Immigration

Immigrant Facing Deportation Leaves Church Sanctuary

The organization said the man was denied a deportation stay under President Donald Trump’s administration and ordered to leave the country

A Guatemalan man has left the Massachusetts church he lived in for more than three years to avoid deportation after being granted a reprieve from federal immigration officials.

Lucio Perez stepped of the First Congregational Church in Amherst on Saturday. Rev. Margaret Sawyer, of the Pioneer Valley Workers Center, a local group that’s been supporting Perez, said U.S. Immigration and Customs Enforcement recently stayed his deportation.
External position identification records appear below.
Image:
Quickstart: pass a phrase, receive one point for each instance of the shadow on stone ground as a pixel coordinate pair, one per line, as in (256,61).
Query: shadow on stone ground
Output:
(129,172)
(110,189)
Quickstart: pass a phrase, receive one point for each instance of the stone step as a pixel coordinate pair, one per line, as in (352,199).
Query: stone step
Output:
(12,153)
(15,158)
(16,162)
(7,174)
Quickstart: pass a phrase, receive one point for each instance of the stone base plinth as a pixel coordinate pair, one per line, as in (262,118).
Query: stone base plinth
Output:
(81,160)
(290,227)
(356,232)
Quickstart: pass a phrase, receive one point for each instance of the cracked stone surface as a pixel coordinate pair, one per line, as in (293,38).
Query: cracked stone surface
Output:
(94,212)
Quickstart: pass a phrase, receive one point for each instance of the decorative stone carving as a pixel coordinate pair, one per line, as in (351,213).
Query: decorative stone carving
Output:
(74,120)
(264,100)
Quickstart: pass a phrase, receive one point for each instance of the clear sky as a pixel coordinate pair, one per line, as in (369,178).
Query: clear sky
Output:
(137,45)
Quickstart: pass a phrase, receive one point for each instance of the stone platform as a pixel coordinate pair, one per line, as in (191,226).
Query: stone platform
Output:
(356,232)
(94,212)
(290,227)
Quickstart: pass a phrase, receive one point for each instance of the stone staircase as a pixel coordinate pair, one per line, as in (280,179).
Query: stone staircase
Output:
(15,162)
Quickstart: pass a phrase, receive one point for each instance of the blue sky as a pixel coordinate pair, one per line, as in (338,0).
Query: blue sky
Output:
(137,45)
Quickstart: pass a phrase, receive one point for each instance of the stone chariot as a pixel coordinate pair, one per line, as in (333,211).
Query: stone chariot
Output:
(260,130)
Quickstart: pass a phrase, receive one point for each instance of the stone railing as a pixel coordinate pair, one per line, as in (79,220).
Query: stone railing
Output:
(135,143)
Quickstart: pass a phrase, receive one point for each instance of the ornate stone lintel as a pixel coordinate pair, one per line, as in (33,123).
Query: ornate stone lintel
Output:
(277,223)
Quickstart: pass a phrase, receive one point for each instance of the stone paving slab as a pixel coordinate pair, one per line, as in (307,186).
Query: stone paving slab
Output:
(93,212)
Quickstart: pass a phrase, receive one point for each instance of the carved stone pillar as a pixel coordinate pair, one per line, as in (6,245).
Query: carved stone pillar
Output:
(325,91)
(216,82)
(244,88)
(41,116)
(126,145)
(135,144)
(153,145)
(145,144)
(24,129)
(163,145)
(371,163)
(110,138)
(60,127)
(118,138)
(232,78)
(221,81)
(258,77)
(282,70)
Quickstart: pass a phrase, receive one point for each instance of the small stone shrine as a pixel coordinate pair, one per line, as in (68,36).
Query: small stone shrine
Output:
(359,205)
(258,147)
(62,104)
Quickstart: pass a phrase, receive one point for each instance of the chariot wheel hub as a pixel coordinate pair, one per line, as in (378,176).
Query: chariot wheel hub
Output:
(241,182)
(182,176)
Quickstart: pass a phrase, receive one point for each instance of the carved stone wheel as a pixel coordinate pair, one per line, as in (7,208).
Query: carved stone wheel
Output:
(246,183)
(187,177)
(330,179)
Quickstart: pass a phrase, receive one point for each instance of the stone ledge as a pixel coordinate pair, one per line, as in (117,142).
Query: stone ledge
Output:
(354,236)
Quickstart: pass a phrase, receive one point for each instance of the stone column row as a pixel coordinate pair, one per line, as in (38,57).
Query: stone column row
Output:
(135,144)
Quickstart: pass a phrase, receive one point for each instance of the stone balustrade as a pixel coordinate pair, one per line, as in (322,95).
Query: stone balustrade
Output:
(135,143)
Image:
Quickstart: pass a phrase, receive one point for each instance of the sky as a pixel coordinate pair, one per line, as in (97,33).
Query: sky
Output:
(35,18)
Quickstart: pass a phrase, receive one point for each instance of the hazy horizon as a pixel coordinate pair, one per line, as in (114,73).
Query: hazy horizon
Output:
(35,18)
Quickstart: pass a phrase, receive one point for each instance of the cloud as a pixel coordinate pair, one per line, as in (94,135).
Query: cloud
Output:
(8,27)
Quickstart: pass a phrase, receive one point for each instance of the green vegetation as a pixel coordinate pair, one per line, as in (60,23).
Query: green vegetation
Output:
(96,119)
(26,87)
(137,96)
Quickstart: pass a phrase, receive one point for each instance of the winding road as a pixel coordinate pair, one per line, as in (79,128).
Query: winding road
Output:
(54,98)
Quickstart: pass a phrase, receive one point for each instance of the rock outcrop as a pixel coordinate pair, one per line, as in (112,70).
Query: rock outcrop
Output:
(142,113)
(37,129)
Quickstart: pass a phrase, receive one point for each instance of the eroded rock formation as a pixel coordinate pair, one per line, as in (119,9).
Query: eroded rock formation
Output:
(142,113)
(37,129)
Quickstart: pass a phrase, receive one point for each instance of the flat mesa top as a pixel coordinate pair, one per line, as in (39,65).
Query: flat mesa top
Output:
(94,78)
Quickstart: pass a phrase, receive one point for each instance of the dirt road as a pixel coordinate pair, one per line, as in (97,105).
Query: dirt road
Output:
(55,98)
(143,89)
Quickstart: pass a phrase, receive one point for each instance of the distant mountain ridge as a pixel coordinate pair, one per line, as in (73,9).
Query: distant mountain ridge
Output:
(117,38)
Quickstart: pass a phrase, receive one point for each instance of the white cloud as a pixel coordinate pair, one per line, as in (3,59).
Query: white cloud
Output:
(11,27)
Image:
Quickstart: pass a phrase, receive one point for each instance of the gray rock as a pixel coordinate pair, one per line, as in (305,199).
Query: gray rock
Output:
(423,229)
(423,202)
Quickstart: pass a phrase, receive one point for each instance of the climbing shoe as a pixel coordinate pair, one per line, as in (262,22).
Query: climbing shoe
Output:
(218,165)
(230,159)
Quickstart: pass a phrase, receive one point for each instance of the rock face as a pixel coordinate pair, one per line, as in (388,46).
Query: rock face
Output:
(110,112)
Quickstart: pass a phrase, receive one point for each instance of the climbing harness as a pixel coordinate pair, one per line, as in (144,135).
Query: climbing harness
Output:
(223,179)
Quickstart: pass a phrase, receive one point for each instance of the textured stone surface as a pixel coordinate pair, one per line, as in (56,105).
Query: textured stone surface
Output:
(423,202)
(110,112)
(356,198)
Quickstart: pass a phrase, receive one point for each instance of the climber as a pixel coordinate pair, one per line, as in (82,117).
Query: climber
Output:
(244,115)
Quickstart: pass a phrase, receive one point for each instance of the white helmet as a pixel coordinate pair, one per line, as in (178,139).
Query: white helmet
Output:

The organization said Perez was denied a deportation stay under President Donald Trump’s administration and ordered to leave the country. It said he entered the country illegally in 1999 at the age of 17 and eventually settled in Springfield, Mass. with his wife and family in 2008.

Perez was joined outside the church Saturday by Democratic U.S. Rep. Jim McGovern, other local elected officials, and Rev. Vicki Kemper, of the First Congregational Church.

“I wish I could come out there and hug every single one of you because you will always be part of my family,” Perez said, according to WWLP-TV.

Perez was among more than 70 immigrants nationwide who took sanctuary in churches during President Donald Trump’s administration. Churches have long been treated as off-limits for immigration enforcement.

Earlier this week, supporters of a Guatemalan woman who has been living for years in a church in Bedford, Massachusetts said she was granted a temporary reprieve by ICE to remain in the country, though she wasn’t planning to immediately leave the church.